1. Develop a routine and stick to it
Students who are dealing with trauma need a regular rhythm and schedule to get a sense of psychological safety. Whether it’s knowing exactly when a class will be, or what teachers they’ll be connecting with, students will benefit from order and routine. Throughout the day, consider setting aside dedicated periods for group debriefs or office hours for additional morale or instructional support.
Also, be sure to set clear expectations and be consistent with how you handle behavior in the remote classroom. This is key to stabilizing the environment for everyone. As stated by Anastasia Resner, a case manager, and De’Amonta Casey, a school psychologist: “Create a sense of consistency and have clear expectations and predictable consequences. It’s crucial to show consistent and controlled reactions and give students choice rather than ultimatums.”
2. Prioritize relationships over assignments and performance
According to researchers at the National Child Traumatic Stress Network, educators should not be placing too much emphasis on homework and completing assignments during this time: “Remember that students may be dealing with many different home life situations while trying to maintain their academics, and there are myriad reasons they may be embarrassed to share about why they can’t complete assignments.” A singular focus on compliance can further alienate and isolate vulnerable students.

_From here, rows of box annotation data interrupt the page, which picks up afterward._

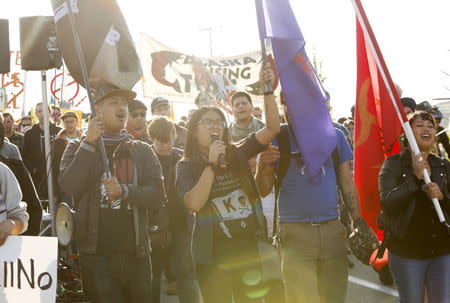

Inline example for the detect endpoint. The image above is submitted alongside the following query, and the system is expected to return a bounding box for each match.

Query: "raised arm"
[336,161,361,221]
[255,146,280,198]
[256,64,280,145]
[176,140,225,212]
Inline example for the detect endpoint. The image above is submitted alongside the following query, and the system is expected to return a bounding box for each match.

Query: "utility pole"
[199,26,222,57]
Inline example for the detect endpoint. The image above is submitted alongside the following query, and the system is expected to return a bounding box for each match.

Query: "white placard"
[0,236,58,303]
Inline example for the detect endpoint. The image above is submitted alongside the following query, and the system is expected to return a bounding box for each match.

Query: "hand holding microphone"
[209,133,227,168]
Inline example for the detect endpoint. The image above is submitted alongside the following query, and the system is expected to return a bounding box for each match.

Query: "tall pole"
[41,70,56,237]
[66,0,111,178]
[22,71,27,117]
[351,0,450,229]
[255,0,273,92]
[200,26,221,57]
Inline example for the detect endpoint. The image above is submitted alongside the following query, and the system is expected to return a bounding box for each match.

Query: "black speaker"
[20,16,62,70]
[0,19,10,74]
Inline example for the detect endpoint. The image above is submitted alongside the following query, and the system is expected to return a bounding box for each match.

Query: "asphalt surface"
[161,256,398,303]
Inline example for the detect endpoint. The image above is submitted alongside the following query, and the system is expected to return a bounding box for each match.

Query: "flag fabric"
[51,0,142,89]
[255,0,337,180]
[354,0,406,239]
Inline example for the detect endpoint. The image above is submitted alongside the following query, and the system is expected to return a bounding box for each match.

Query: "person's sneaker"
[166,281,177,296]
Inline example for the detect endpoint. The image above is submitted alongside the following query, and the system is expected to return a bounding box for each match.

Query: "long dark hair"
[184,105,257,201]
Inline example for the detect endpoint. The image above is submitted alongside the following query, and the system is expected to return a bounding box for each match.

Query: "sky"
[0,0,450,119]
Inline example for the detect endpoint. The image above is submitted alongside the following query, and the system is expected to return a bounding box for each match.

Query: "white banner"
[139,34,278,103]
[0,236,58,303]
[0,51,90,120]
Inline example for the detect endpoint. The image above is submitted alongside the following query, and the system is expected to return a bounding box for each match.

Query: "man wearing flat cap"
[151,97,187,150]
[53,111,83,204]
[59,87,166,303]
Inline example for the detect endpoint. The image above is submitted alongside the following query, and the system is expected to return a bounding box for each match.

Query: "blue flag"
[255,0,337,179]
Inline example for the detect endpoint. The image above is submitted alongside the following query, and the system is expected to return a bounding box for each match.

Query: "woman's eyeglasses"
[198,119,227,130]
[130,112,147,118]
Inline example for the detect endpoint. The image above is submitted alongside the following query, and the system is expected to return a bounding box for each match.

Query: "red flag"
[354,0,406,239]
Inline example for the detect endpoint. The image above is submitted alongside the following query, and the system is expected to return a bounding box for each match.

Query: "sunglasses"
[131,112,147,118]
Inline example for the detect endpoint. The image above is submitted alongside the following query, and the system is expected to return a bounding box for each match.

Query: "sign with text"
[140,34,278,104]
[0,236,58,303]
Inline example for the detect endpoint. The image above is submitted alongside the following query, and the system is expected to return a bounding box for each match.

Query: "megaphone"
[55,203,75,246]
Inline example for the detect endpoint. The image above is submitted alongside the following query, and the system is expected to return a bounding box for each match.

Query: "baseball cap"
[151,97,170,113]
[61,110,78,120]
[128,99,147,112]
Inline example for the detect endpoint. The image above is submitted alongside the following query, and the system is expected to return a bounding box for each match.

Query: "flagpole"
[351,0,450,229]
[66,0,111,179]
[255,0,273,93]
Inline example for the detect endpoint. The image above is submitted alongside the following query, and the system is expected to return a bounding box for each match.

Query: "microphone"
[211,133,227,168]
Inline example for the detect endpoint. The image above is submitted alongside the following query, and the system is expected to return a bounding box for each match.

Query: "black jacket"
[378,150,450,258]
[59,140,166,256]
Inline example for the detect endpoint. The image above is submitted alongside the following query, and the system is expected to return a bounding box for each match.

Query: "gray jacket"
[0,162,29,233]
[59,140,166,256]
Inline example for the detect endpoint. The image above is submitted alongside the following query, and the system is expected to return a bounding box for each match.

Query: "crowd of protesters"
[0,66,450,303]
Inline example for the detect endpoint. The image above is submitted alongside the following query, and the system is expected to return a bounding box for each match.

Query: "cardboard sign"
[0,236,58,303]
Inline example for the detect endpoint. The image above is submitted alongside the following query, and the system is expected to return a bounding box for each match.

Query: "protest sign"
[0,236,58,303]
[139,34,278,103]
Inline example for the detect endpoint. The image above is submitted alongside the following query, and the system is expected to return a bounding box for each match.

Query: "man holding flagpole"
[256,0,370,303]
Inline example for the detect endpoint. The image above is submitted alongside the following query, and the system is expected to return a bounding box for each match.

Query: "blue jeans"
[280,219,348,303]
[171,230,200,303]
[389,252,450,303]
[80,255,152,303]
[151,231,200,303]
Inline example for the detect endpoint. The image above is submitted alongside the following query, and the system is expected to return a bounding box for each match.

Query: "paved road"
[161,256,398,303]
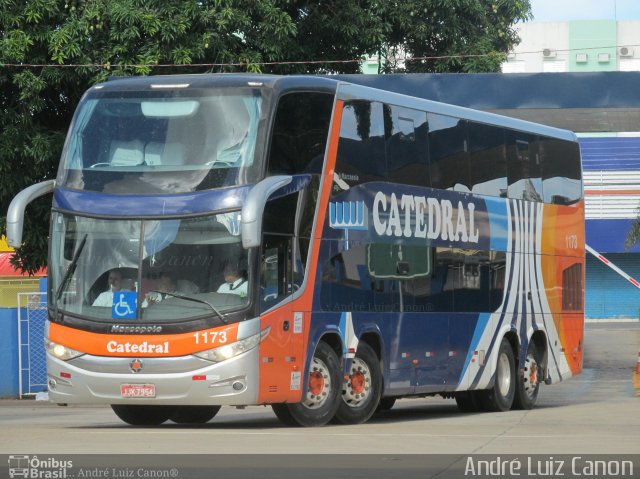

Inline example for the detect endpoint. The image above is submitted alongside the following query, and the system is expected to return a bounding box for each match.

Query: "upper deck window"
[58,89,262,193]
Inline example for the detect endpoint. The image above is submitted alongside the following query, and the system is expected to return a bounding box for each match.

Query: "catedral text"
[373,191,480,243]
[107,341,169,354]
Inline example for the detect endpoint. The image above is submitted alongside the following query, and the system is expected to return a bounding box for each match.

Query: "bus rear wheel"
[111,404,175,426]
[479,338,516,411]
[169,406,220,424]
[271,342,341,427]
[513,342,541,409]
[336,343,382,424]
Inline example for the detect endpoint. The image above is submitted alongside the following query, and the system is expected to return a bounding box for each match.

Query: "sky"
[530,0,640,22]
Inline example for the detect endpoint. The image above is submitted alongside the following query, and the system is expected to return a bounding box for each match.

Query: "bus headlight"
[194,333,262,363]
[44,339,84,361]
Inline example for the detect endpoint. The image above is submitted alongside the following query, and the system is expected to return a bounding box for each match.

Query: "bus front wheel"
[336,342,382,424]
[111,404,175,426]
[480,338,516,411]
[271,342,341,426]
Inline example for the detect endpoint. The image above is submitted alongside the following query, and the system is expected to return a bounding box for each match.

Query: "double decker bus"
[7,75,584,426]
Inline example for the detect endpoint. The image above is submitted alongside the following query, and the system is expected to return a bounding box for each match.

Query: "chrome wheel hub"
[342,358,371,407]
[303,358,331,409]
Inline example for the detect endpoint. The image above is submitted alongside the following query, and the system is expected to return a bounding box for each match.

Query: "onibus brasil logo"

Instead, use this unique time and environment to focus on connecting with individual students. Schedule short one-on-one meetings to check in with students. Ask open-ended questions like “How are you feeling day-to-day?” that could lead to deeper conversations over time. As developing meaningful relationships may be a difficult task for students with trauma, leaders and teachers who go the extra mile to show care and concern could make a big difference for students who need it most.
3. Create a safe and calming environment for everyone
It’s crucial to build an environment in which students can feel at peace. Not to say that teachers need to exude a false sense of tranquility—students are good at detecting insincerity—but rather they should model an attitude of transparency and empathy. In her EdWeek opinion editorial, Brittany Collins suggests establishing yourself as “a safe person to whom they can turn for support […] by directly acknowledging the circumstances we are in and being honest about how this situation impacts you.”
Build a space in which everyone feels included and opinions are heard and valued. Students should feel comfortable sharing openly and honestly without judgment. You can set the example by maintaining awareness of your own well-being and being earnest about your own challenges. In practical terms, this could also mean starting off sessions with a short meditation or deep-breathing exercises. Every little step towards mindfulness can help set the tone and reduce stress for students.
4. Promote healthy and positive habits
One way to encourage a positive mindset is to promote practices that deal with self-worth and affirm students’ sense of safety. One method is to create surveys that track how students are doing in regards to their social-emotional health and learning environment. Questions like “On a scale of 1-10, how anxious are you feeling?” could be a direct gauge around an individual’s mental state.
Activities such as writing lists of gratitude or appreciation could also foster positivity. Ask students to name things they can be thankful for even in the midst of this situation. Encourage them to pass notes of appreciation to fellow classmates and peers. As Teaching Tolerance states, “These activities can promote self-regulation when students are feeling stressed and provide a healthy sense of control over controllable aspects of an overwhelming situation.”
5. Connect students with school mental health experts if necessary
Even with all these measures, there might still be students who don’t respond and require additional intervention. There are certain situations in which you’ll need to escalate the concern, in particular if cases involve students who are struggling with suicidal thoughts.
Here it is best to refer them and their caretakers to mental health professionals and outside agencies that can directly assist in the matter. Be sure to inform school counselors and psychologists about the situation so that they can provide wrap-around care if needed.
Every student is experiencing quarantine and dealing with the school closures in their own way. Although there’s been a big change for everyone, these experiences may indeed cause trauma for some students. Be aware of possible trauma and be sensitive to the fact that students need a safe space and environment to process their emotions. When you do your part by truly engaging and empathizing, your students will feel more empowered to rise above the challenges of this time.